No detectable Purkinje cell loss occurs in the cerebella of rescue animals. Two P30 C57BL/6J animals of each genotype (En1^+/+ and En1^Hd/Hd) were analyzed. There is no significant difference in Purkinje cell number between the two genotypes (p = 0.29; one-tailed Student's t test). The raw counts per 10 μm section plotted as a function of distance from the midline is shown.

Figure 4.

Mutant limb abnormalities are not suppressed in C57BL/6J—En1^Hd/Hd animals; they are identical to those seen on the 129/Sv background. A—F, Adult paws of C57BL/6J wild-type (A, C, E) and C57BL/6J—En1^Hd/Hd (B, D, F) animals. Forelimbs are shown in A, B, E, and F; hindlimbs in C and D. Arrows in B denote a sixth postaxial digit (left arrow) and a fusion of digits I and II (right arrow). Ectopic footpads and hair growth are also found on the ventral surface of rescue limbs (B). The right hindlimb of a rescue mutant (D) showed similar abnormalities, but generally hindlimb defects were less severe. The nails of the wild-type digits (E) are hooked, with a clear dorsal (d)/ventral (v) asymmetry.
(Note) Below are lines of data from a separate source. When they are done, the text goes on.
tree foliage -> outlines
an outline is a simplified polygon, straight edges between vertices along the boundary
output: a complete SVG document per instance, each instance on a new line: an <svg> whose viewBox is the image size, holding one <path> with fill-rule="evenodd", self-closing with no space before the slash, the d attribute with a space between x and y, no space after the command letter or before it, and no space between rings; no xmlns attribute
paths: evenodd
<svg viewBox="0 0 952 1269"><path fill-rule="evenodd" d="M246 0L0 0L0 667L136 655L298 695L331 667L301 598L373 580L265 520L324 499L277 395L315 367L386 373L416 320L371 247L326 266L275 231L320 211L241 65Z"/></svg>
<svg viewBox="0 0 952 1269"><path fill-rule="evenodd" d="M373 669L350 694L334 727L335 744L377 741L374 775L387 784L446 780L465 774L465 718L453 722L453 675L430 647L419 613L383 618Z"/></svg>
In contrast, the nails of the C57BL/6J—En1^Hd/Hd paw (F) are symmetrical and straight.

Figure 5.

Strain background does not alter the En2^Hd/Hd phenotype. Cresyl violet-stained sagittal paraffin sections of 129/Sv—En2^Hd/Hd adults (B) revealed a posterior lobe defect in which the VIIIth and IXth vermal lobes are fused, unlike in the 129/Sv wild-type (A). Sagittal sections of C57BL/6J—En2^Hd/Hd adults (D) display abnormal vermal lobe branching, similar to that of the 129/Sv—En2^Hd/Hd mutants, but quite different from the branching seen in the C57BL/6J wild-type (C). Cresyl violet-stained sagittal cryostat sections of newborn C57BL/6J—En2^Hd/Hd mice (F) reveal abnormal fissure formation in the posterior region of the cerebellum compared with wild-type C57BL/6J (E). The secondary (2) and prepyramidal (py) fissures are less obvious in the developing mutants, whereas the anterior fissures appear normal. cu, Preculminate; 1, primary; po, posterolateral. Scale bars: (in A) A—D, 500 μm; (in E) E, F, 200 μm.

Figure 6.

Expression patterns of early pattern formation genes are not affected by strain background. Whole-mount in situ hybridization of E9.5 embryos for En2 (A, B), En1 (C, D), Wnt1 (E, F), and Pax2 (G, H). Two different strains were used, C57BL/6J (A, C, E, G) and 129/Sv (B, D, F, H). No differences are seen between the two strains.

Figure 7.

There is no difference in onset of En2 expression between 129/Sv (A, B) and C57BL/6J (C, D) wild-type mice. Whole-mount in situ hybridization of the 4- to 5-somite stage (A, C) shows no expression in either strain, whereas at the 6-somite stage (B, D), expression is first detected. Despite this, in the absence of En1, development of the cerebellum depends critically on En2 expression. Cresyl violet-stained sagittal cryostat sections of E17.5 (En1^Hd/Hd; En2^Hd/+) mutants (F) reveal a lack of cerebellum, whereas the(En1^Hd/+; En2^Hd/Hd) mutants (E) show no such loss. Both E and F are on a C57BL/6J background. Scale bar: (in E) E, F, 500 μm.